×
PUBLICIDADE

Variante gama sofre mutação e preocupa cientistas no Brasil

Gabriel Kazuo

13 de agosto de 2021
Atualização:14 ago 2021 às 12:50

Cientistas brasileiros descobriram uma informação grave sofre a variante gama da Covid-19, popularmente conhecida como P.1. Segundo eles, o genoma do vírus sofreu uma mutação, ainda desconhecida, e que pode torná-la inclusive mais perigosa que a Delta.

Chamada agora de variante gama Plus, sua principal mudança foi na velocidade de infecção, que aumentou consideravelmente, se tornando semelhante à variante Delta. Contudo, não se sabe ainda se as duas poderão competir por espaço no Meio-Ambiente, ou se uma prevalecerá, em relação à outra.

Esta descoberta só foi possível após uma análise de 502 amostras de pessoas infectadas pela Covid-19. Ao analisar o genoma de cada vírus, pode-se observar que alguns pacientes apresentavam versões diferentes da variante gama, sugerindo assim que o vírus teria sofrido a mutação.

Para piorar a situação, já se sabe inclusive que a nova variante gama está já espalhada pelo Brasil, e já houve pessoas infectadas por ela, e que foram testadas para a análise do novo genoma em Santa Catarina, Paraná, Rio de Janeiro, Mato Grosso, Goiás e Tocantins.

Quais os riscos da nova variante gama?

Antes de mais nada, é preciso esclarecer que a variante P.1 sofreu diversas alterações ao longo desse ano, criando novas cepas, mas a que é mais perigosa é a gama Plus. Esse perigo é confirmado por ela se aderir rapidamente às células humanas, aumentando assim a chance de infecção.

Os cientistas explicam que essa mutação só foi possível por conta da incompetência, aliada à irresponsabilidade do Poder Público e da Sociedade, em não conseguir conter a disseminação da Covid-19, permitindo que ela sofresse essas mudanças, ao longo do ano.
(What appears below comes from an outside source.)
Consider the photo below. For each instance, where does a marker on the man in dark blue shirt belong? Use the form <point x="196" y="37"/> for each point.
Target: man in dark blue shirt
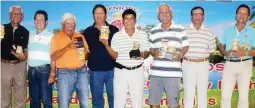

O maior temor é que ela acabe gerando uma quarta onda da pandemia, e se ela se unir com o aumento dos casos da variante Delta, o poder destrutivo delas pode ser extremamente maior que a segunda onda, que já foi devastadora, e  que a terceira, mais fraca e imperceptível.

Para evitar que isso ocorra, é necessário acelerar o ritmo da vacinação no Brasil, principalmente em relação à segunda dose, já que quem foi vacinado só com a primeira não está protegido contra a chegada da variante gama Plus.

Inclusive, caso o vírus atinja uma pessoa já vacinada com uma dose, ele poderá facilmente se adaptar aos anticorpos gerados, evoluindo para uma nova cepa que seja imune à vacinas. Por conta disso, eles alertam que quem já tomou a primeira dose deve tomar mais cuidado, em relação aos não vacinados.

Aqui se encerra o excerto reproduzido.